JERUSALEM (JTA) — Two Jewish Knesset members visited the Temple Mount — the first time lawmakers have been allowed there since October 2015 — as part of a trial to gauge whether such visits can be reinstated.
Yehuda Glick of the Likud party and Shuli Mualem-Refaeli of Jewish Home visited the site Tuesday morning. Arab-Israeli lawmakers from the Joint Arab List boycotted the trial visit.
“Arab lawmakers will enter [the Temple Mount] whenever they want, not whenever Netanyahu decides to give the OK,” said Knesset member Ahmad Tibi.

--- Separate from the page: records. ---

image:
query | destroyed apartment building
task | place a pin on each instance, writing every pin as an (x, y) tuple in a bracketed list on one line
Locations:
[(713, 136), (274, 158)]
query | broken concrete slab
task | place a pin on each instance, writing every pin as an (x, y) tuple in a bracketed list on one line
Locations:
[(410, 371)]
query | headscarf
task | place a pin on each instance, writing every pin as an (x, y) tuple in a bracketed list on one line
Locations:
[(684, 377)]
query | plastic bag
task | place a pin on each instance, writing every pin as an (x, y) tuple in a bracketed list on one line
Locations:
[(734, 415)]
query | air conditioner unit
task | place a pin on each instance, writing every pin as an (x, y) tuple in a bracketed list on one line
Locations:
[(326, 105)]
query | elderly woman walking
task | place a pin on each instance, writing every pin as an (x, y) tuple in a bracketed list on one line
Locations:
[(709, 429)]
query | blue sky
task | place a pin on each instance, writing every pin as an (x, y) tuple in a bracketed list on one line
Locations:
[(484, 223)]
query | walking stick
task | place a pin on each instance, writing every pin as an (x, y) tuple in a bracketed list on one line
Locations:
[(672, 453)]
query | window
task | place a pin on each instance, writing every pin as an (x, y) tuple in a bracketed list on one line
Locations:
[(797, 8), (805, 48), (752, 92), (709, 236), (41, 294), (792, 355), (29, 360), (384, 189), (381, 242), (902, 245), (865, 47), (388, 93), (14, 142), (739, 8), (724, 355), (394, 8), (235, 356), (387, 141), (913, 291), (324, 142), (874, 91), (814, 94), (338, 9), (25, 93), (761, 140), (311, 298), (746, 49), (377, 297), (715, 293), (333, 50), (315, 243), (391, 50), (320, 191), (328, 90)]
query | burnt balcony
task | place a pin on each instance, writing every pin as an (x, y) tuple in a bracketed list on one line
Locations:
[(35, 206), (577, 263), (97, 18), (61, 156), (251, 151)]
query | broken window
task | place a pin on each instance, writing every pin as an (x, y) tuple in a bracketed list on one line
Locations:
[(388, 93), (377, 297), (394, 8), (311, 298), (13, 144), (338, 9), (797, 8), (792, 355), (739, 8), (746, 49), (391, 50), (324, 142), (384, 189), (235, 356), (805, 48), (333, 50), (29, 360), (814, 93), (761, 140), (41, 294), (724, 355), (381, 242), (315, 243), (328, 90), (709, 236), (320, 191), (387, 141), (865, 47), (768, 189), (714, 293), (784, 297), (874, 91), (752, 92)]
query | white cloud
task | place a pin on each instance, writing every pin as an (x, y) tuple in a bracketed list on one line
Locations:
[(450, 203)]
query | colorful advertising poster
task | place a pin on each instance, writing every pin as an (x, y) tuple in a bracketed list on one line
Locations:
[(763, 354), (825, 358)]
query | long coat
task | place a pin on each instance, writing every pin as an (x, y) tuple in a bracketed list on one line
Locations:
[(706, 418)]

In November 2015, Prime Minister Benjamin Netanyahu ordered lawmakers to stay off the Temple Mount amid a wave of Palestinian terrorism linked to claims that Israel was trying to change the status quo. Israel denied the claims.
Glick, a longtime activist for Jewish prayer rights at the Temple Mount, filed a petition against the ban, and Netanyahu in early July decided to allow the trial visits.
However, on July 14, before the decision went into effect, three Arab Israelis shot dead two policemen on the site. Israel responded by suspending the plan and installing walk-through metal detectors at the Muslim entrances to the site. Amid prayer sessions, riots and regional pressure, Israel eventually removed the metal detectors. But the ban on visits by lawmakers had remained in place.
The rules for Tuesday’s visit were set by the Knesset security office.
“I prayed for me and my family and my children and my wife, and I prayed for world peace,” Glick said Tuesday. “I prayed that God would give our prime minister strength to do his job, that he would be exonerated of all the crimes he is suspected of and would continue to unite the entire nation.”
Glick’s wife suffered a stroke two months ago and remains unconscious.
Prior to becoming a Knesset member, Glick led many groups of Jewish visitors to the Temple Mount. In 2014, a Palestinian terrorist shot and nearly killed Glick for his activism.
Since capturing the Temple Mount from Jordan in 1967, Israel has controlled access but allowed Jerusalem’s Islamic authority to manage the site, which is holy to Jews and Muslims.